The Best Ever Pecan Pie Bars with Shortbread Crust

Gooey Pecan Pie Bars

Gooey Pecan Pie Bars

Ingredients

Shortbread:

  • 1 cup flour
  • 1/2 cup sugar
  • 1 stick cold butter cut in pieces
  • 1/2 tsp. vanilla extract
  • 1/2 tsp. salt

Pecan Pie Topping:

  • 2 cups pecan halves or pieces
  • 2 tbsp. whipping cream
  • 1 stick salted butter
  • 1 cup brown sugar
  • 1/3 cup corn syrup
  • 1/2 tsp. vanilla extract
  • 1 tbsp. maple syrup

Instructions

Shortbread:

  • Preheat the oven to 350 degrees and line a 9×9 pan with parchment paper.
  • Combine flour, sugar and salt in a food processor.
  • Add in the butter, one piece at a time, pulsing until a dough forms. (SEE NOTES)
  • Add the vanilla extract and mix.
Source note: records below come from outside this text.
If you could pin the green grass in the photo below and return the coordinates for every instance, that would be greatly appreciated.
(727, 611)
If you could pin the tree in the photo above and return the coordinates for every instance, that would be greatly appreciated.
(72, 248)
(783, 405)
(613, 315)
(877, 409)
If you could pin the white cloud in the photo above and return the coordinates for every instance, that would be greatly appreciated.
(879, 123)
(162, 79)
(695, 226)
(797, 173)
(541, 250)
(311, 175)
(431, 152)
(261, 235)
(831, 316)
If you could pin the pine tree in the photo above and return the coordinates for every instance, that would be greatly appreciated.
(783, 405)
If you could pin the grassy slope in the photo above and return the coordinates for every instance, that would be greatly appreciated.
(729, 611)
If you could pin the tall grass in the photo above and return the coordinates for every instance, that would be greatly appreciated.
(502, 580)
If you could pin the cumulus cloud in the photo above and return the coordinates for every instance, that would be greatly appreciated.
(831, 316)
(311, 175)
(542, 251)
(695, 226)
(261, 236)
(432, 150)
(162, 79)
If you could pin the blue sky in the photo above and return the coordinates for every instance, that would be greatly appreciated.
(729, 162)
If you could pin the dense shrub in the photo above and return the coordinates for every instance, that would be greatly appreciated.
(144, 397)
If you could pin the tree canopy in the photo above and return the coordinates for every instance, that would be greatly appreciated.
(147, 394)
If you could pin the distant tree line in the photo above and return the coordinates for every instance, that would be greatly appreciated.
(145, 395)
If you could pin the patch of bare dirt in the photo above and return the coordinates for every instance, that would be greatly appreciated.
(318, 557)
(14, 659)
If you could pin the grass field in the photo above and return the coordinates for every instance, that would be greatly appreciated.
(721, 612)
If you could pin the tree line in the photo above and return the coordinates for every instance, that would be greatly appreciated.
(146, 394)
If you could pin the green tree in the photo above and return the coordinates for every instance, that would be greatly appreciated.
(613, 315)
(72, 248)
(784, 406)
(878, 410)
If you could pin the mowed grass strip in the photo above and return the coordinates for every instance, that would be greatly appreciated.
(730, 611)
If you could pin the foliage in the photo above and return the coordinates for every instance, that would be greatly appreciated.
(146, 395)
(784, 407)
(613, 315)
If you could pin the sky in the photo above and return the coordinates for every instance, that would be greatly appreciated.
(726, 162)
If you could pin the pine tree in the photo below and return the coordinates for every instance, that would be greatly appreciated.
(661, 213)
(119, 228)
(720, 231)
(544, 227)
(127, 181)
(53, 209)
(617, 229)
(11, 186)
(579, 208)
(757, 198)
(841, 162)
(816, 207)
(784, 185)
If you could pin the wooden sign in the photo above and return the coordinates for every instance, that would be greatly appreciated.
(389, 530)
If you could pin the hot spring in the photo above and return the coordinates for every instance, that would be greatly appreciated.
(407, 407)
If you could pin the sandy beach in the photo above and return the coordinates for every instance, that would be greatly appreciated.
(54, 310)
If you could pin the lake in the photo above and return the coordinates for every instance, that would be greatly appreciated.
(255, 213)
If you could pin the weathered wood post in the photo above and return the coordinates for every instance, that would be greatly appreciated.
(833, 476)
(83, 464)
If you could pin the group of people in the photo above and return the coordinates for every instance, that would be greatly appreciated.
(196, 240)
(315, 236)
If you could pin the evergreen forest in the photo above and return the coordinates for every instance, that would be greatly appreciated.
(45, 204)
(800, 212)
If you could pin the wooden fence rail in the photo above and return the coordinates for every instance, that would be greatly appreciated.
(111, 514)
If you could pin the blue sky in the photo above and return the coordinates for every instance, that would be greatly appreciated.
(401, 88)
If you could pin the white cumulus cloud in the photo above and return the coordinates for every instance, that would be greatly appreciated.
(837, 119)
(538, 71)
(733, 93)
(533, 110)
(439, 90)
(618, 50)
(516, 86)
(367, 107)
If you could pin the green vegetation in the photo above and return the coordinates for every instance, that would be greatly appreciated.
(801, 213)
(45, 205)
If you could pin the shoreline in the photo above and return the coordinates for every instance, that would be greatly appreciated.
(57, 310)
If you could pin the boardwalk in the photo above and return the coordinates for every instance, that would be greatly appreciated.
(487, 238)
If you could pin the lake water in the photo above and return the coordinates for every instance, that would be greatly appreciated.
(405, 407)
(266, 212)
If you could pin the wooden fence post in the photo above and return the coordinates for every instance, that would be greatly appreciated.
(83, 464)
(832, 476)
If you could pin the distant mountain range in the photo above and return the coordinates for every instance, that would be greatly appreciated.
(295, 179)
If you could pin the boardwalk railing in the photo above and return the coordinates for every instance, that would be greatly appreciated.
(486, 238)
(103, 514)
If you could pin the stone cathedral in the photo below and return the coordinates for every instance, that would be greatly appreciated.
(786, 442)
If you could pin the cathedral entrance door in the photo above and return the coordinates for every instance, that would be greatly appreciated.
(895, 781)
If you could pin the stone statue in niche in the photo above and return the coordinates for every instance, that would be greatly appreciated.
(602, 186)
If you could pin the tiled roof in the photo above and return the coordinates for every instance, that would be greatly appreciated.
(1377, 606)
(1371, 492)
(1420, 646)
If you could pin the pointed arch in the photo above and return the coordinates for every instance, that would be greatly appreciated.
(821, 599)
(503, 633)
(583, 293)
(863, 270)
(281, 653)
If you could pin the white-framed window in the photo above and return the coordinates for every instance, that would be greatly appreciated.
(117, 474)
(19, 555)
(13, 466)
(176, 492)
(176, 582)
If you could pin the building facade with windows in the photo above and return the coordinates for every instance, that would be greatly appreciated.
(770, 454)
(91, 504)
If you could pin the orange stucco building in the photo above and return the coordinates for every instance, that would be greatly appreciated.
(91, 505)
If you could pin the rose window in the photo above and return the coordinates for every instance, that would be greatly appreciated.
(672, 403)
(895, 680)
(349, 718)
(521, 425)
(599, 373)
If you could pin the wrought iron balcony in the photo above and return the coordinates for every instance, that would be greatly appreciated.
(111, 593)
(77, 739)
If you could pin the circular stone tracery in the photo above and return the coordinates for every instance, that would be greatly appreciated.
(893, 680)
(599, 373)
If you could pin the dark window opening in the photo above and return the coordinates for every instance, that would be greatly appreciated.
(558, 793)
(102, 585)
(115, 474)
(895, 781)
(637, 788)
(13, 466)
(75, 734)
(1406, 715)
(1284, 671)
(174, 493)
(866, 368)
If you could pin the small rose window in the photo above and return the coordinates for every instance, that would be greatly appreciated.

Press the dough into the lined pan.
  • Bake for 15-17 minutes.

Pecan Pie Topping:

  • Combine all the pecan pie topping ingredients in a saucepan and heat until bubbling.
  • Pour mixture on top of HOT shortbread.
  • Return to the oven and bake another 15 minutes. Remove from oven and let cool. I put them in the refrigerator to cool to speed it up.
  • Once FULLY cooled, remove from the baking dish, take the parchment paper off, and slice into bars. Use a sharp, warm knife to make slicing easier.
  • The bars can be stored in an airtight container. I recommend keeping them in the fridge so they don’t melt. They can also be frozen (SEE NOTES).

Expert Tips:

  1. Always make sure the butter stays cold. If the butter gets too warm, your shortbread will not set right.
  2. You can substitute honey for the maple syrup if you don’t have any. I’ve used them both and always have great results.
  3. I don’t recommend using whole pecans. For best results, use pecan pieces.
  4. When you make the dough, it’s important to add the butter in small pieces one at a time, pulsing the food processor in between. I recommend only using the pulse setting. Once all butter is added, the texture should be crumbly. DO NOT OVER PROCESS.
  5. Pouring the pecan pie mixture onto hot shortbread allows the mixture to seep into the shortbread, which is what we want.
  6. It is extremely important to let these cool and set properly. Otherwise you will have a goopy mess. I highly recommend storing them in the fridge.
  7. To make it easier to slice the bars, use a very sharp knife and run it under hot water to heat the blade. The warm blade should slide through the bars easier.
  8. To freeze: Place the sliced pecan bars on a baking sheet and place them directly in the freezer for 6-8 hours, or until frozen through. Wrap each bar in plastic wrap and place in a freezer bag to store in the freezer for up to 4 months. To defrost, place the bars on a plate or baking sheet and defrost in the fridge overnight.